The Sunken Gardens of St. Petersburg

It's a hot sunny day and we're right in the middle of all the snowbird traffic as they work their way into south central Florida and drive all of us EARLY snowbirds crazy, so it's time for a little escape from reality.
How do you do that, you drive to St Petersburg and find the Sunken Gardens, since we're members of the UM Botanical Gardens our cost is… freebee.



Sunken Gardens started out over a hundred years ago when a plumber named George Turner Sr. decided that he wanted his own botanical garden, so he bought a six-acre sinkhole that had a small lake in the middle and started working on it. He drained the lake and started planting a wide variety of plants, after a few years he opened a small nursery and started to sell some of the plants and fruits. When so many people wanted to walk through the garden he started charging a small fee. The garden continued to grow and during the 1930's it became one of the top roadside tourist attractions in Florida, showing people what the tropic Florida was really like.


By 1999 the garden had been neglected, over grown and run down when the City of St Petersburg purchased it and started to restore it to Mr. Turner's original idea of a tropical garden.

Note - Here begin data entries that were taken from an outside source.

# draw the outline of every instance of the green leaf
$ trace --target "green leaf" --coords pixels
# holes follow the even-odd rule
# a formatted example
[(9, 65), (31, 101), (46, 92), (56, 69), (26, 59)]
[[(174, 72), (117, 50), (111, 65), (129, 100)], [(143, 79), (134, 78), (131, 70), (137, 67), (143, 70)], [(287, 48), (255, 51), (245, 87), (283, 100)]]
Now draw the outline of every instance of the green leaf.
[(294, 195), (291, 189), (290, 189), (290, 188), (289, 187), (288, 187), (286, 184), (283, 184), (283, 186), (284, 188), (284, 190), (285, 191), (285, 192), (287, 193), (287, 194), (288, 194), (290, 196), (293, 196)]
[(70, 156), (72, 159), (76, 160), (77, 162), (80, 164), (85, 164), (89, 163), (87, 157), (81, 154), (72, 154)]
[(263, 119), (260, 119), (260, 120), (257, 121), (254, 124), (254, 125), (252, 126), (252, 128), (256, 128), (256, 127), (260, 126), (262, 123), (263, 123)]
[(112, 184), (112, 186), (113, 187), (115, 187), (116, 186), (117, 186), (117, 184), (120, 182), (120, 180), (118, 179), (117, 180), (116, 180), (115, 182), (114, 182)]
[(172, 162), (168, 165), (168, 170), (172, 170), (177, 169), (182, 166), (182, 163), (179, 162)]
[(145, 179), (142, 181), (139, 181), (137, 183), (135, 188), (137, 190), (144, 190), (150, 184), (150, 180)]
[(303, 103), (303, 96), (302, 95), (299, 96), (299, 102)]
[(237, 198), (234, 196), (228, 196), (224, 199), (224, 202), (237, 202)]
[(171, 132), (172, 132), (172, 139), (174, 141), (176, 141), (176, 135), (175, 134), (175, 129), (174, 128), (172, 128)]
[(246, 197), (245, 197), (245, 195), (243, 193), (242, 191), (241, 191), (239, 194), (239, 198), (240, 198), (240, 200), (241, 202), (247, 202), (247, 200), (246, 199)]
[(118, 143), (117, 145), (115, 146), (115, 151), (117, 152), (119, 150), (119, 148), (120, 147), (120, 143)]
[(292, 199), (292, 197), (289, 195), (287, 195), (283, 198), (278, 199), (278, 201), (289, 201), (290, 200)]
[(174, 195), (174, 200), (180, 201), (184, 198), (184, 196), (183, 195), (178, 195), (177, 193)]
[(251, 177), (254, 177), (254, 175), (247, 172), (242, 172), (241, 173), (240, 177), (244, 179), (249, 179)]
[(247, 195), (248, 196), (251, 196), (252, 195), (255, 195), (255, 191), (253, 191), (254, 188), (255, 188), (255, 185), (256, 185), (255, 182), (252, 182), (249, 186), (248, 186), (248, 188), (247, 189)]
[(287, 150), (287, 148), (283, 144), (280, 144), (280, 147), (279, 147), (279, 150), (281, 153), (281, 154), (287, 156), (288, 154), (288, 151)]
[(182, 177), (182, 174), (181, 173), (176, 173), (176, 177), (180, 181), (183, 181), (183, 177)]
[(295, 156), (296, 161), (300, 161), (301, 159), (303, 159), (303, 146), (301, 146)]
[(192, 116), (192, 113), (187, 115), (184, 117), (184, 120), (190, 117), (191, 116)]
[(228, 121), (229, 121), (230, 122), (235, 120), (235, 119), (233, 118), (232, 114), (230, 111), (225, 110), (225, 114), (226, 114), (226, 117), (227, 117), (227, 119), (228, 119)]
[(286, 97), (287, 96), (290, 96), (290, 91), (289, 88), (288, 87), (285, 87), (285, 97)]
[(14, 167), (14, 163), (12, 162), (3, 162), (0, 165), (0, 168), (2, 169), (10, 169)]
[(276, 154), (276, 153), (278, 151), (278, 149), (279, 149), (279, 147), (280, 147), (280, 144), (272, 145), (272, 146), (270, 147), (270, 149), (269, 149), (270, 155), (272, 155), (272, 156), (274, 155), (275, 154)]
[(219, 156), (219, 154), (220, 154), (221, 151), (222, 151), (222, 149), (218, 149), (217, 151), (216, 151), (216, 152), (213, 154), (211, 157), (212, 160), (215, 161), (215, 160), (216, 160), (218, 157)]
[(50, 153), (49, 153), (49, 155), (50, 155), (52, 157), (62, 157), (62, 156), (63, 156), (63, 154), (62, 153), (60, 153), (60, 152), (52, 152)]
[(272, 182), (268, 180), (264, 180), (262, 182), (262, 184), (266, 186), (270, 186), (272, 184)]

Once you enter the garden the sun disappears as you walk through tunnels formed by the heavy canopy of tropical growth, follow the trail and you will soon be walking through a bamboo forest, crossing steams on little arched bridges, spotting tropical birds and cascading waterfalls. Continue on viewing some of the 50,000 different varieties of plants, back to the butterfly garden and house were you can rest up and maybe have a butterfly or two join you on your shoulder, finish up at the cactus garden before you head back out into the real world of noise, traffic and confusion

If you didn't know better and just drove by this place you would think that it was just another restaurant on the main drag of St. Pete and not a place to wander and relax for an hour or two, right in the middle of a busy city.